To re-run Experiment 04 as shipped:

  1. Install dependencies & set API key

    bash
    npm install
    export OPENAI_API_KEY=your_key_here
  2. Inspect configs

    Open experiments/exp4-task-utility/configs.jsonl and verify that you have lines for:

    • vpp_task_utility
    • baseline_task_utility
    • mini_proto_task_utility

    Each should specify the same task_template_id, model, and temperature, differing only in condition and seed.

  3. Run the experiment

    Either call the runner directly:

    bash
    node experiments/exp4-task-utility/run-exp4-task-utility.mjs

    or via the npm script:

    bash
    npm run run:exp4-task-utility

    This will append new exp4-task-utility-*.json sessions under corpus/v1.4/sessions/.

  4. Analyze results

    bash
    npm run analyze:exp4

    The script prints aggregate metrics for each condition to stdout.

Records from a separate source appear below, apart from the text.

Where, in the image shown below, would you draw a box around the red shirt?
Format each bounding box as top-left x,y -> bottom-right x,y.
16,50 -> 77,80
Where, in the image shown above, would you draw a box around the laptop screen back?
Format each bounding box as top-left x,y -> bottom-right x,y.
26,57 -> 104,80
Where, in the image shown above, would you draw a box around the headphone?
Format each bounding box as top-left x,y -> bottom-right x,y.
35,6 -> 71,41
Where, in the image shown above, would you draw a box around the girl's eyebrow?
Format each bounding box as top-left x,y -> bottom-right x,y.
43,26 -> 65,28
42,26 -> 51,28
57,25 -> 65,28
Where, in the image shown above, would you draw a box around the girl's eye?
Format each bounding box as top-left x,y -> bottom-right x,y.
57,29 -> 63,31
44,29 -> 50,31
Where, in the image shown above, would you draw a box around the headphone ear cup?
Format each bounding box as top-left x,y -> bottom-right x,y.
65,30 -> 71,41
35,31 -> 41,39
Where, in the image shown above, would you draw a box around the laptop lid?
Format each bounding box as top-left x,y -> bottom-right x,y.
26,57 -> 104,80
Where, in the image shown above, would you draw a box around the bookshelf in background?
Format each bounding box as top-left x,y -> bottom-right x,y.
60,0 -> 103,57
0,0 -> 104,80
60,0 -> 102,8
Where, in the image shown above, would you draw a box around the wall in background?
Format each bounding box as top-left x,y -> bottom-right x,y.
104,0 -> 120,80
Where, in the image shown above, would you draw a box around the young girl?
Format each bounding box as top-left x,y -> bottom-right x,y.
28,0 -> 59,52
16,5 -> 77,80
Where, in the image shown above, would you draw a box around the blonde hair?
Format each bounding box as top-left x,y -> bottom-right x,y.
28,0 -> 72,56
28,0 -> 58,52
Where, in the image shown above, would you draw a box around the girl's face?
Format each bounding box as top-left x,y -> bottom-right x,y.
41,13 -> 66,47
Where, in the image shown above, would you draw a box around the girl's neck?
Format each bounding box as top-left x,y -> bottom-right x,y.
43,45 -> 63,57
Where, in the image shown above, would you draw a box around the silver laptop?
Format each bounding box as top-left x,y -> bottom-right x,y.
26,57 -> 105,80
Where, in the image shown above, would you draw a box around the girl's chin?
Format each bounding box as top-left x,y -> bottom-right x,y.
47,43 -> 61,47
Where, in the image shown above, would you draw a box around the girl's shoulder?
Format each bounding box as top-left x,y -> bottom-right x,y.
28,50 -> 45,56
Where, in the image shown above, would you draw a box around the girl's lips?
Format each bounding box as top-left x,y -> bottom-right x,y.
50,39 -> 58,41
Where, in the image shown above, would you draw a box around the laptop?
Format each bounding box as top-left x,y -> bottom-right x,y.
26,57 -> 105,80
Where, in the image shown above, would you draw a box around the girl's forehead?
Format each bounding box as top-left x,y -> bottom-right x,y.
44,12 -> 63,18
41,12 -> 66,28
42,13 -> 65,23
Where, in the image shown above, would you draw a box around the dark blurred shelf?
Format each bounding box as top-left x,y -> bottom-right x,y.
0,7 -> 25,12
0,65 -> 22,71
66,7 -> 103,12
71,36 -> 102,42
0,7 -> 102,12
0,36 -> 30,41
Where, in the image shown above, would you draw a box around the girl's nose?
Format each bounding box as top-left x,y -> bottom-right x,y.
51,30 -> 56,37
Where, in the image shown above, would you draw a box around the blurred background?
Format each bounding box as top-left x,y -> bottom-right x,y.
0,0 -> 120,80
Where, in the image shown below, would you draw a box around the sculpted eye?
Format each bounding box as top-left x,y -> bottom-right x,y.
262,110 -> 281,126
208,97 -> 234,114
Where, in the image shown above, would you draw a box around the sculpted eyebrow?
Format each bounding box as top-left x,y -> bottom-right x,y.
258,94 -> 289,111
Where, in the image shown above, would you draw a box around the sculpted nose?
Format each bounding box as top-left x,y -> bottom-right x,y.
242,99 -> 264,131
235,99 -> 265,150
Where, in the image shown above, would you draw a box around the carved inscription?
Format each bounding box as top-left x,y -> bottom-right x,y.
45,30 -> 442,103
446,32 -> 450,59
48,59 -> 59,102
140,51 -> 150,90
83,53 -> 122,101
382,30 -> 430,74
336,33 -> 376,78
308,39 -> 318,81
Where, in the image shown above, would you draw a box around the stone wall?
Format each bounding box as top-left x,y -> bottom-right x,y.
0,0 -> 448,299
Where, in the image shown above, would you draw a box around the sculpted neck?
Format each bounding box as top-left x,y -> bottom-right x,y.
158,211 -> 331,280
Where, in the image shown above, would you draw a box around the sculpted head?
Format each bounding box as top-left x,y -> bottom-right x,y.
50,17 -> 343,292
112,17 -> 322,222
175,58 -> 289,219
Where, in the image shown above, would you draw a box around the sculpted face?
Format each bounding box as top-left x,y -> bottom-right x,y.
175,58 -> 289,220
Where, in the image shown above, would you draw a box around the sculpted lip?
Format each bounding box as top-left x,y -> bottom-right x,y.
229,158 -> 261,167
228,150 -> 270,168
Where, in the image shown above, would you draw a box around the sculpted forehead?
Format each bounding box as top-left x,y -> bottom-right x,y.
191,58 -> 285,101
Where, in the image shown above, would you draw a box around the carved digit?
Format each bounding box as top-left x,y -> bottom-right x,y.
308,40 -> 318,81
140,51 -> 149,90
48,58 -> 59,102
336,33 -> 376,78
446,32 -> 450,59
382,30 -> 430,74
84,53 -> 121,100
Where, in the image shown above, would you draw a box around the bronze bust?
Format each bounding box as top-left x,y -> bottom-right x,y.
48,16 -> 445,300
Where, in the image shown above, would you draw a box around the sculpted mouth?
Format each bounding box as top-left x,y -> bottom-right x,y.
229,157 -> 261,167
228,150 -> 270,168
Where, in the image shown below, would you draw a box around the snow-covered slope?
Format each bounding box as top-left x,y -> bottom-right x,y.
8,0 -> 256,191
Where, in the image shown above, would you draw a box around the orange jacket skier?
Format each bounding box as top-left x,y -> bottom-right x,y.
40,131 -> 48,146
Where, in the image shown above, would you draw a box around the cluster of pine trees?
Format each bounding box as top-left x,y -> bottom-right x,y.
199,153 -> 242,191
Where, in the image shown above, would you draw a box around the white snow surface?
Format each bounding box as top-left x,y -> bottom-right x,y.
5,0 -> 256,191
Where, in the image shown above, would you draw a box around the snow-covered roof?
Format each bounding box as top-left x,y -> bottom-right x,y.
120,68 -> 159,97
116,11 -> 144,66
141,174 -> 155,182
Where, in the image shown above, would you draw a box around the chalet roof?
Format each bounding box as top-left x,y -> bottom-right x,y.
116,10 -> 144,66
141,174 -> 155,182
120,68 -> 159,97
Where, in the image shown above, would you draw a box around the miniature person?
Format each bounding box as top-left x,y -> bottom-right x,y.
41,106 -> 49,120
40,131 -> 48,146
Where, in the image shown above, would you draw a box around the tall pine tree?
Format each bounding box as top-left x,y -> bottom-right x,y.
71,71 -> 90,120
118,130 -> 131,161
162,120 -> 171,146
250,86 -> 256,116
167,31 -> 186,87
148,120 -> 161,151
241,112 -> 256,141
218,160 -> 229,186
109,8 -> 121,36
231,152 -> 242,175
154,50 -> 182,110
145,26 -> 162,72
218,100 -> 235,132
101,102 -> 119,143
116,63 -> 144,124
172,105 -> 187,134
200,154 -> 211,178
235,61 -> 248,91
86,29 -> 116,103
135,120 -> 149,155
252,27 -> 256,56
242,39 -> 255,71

  5. Regression / multiple runs

    • To increase sample size, add more lines to configs.jsonl (varying seeds).
    • Re-run the experiment and re-run npm run analyze:exp4.
    • For strict regression, you can pin a canonical configs.jsonl and treat the metrics as expected baselines.

Metrics

analyze-exp4.mjs currently computes:

  • final_header_ok — in VPP condition, final assistant turn has a valid tag header.
  • final_footer_ok — in VPP condition, final assistant turn has a valid VPP footer.
  • final_struct_ok — both header and footer valid on the final turn.
  • sections_present_ratio — fraction of required titled sections that appear in the final answer. (e.g., 1.0 = all required sections present, 0.75 = 3 of 4 present, etc.)
  • too_long_rate — fraction of sessions where the final answer exceeds a length budget.
  • has_any_bullets — fraction of sessions whose final answer includes at least one bullet list.

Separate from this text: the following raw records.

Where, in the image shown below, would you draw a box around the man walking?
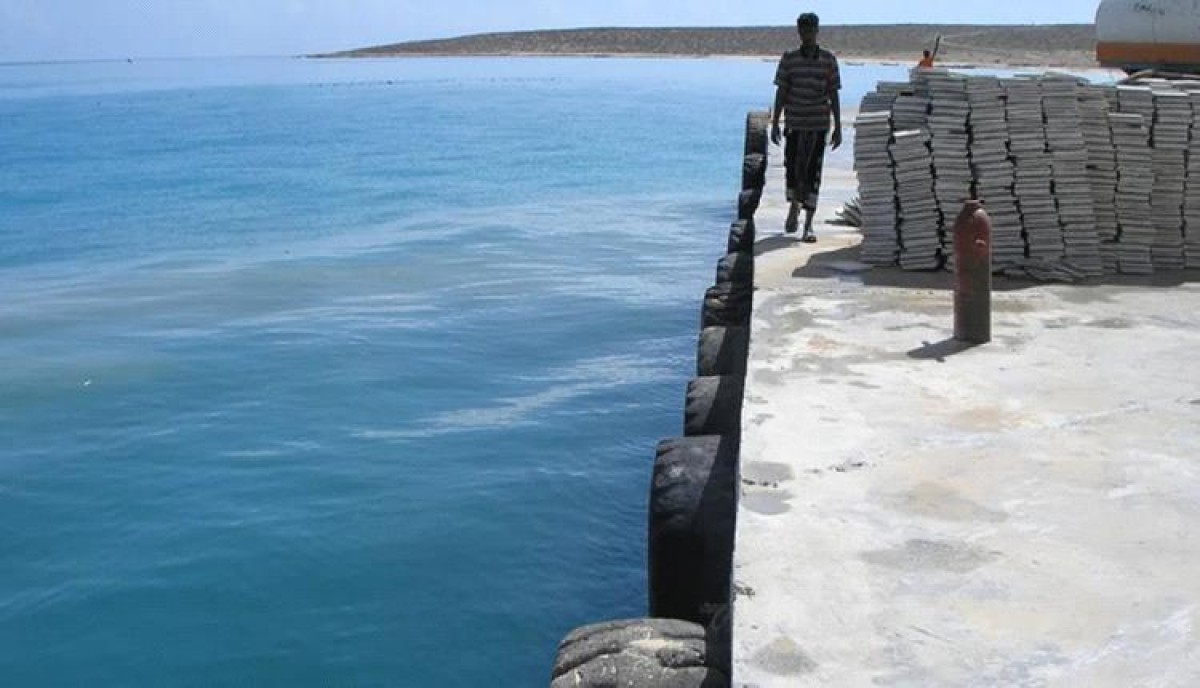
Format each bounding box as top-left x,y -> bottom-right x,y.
770,12 -> 842,242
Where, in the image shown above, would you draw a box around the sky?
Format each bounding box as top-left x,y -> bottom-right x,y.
0,0 -> 1104,62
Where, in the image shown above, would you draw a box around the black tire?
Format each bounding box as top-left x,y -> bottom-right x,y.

All of these are computed per condition over the final assistant turn in each transcript.


Results (current run)

From a preliminary run (3 sessions per condition):

  • VPP task utility (vpp_task_utility)

    • final_header_ok: 100.0%
    • final_footer_ok: 100.0%
    • final_struct_ok: 100.0%
    • mean sections_present_ratio: 1.00
    • too_long rate: 0.0%
    • has_any_bullets rate: 66.7%
  • Baseline (baseline_task_utility)

    • final_header_ok: 0.0%
    • final_footer_ok: 0.0%
    • final_struct_ok: 0.0%
    • mean sections_present_ratio: 0.69
    • too_long rate: 0.0%
    • has_any_bullets rate: 100.0%
  • Mini protocol (mini_proto_task_utility)

    • final_header_ok: 0.0%
    • final_footer_ok: 0.0%
    • final_struct_ok: 0.0%
    • mean sections_present_ratio: 0.78
    • too_long rate: 0.0%
    • has_any_bullets rate: 100.0%

Sample sizes here are small but illustrate the intended behavior: VPP hits all required sections reliably, whereas baseline and mini-protocol conditions often drop or merge sections, despite sometimes being more “bullet-happy.”


Interpretation and limitations

  • In this small run, VPP:

    • Achieved perfect structural adherence to its own tag+footer contract.
    • Achieved perfect coverage of required sections in the chosen tasks.
    • Did not produce systematically longer outputs than the other conditions.
  • The baseline and mini protocol:

    • Never produce VPP headers/footers (by design),
    • Frequently omit or merge required sections even when prompted for structure,
    • Produce many bullets, but not always in the requested layout.

Limitations

  • Very small N (3 sessions per condition) — the purpose of this run is sanity checking, not statistical power.
  • The tasks are tailored to things VPP is good at (structured experimental write-ups), so results may differ for other domains (e.g., free-form creative writing).
  • The “mini protocol” is only one possible competitor; future work could explore stronger non-tag-based structuring prompts.

Notes

  • Exp4 is intended as a template for future task utility studies; you can swap in new task templates while keeping the same analysis code.
  • For more rigorous comparison, increase the number of configs per condition and introduce randomization over task variants.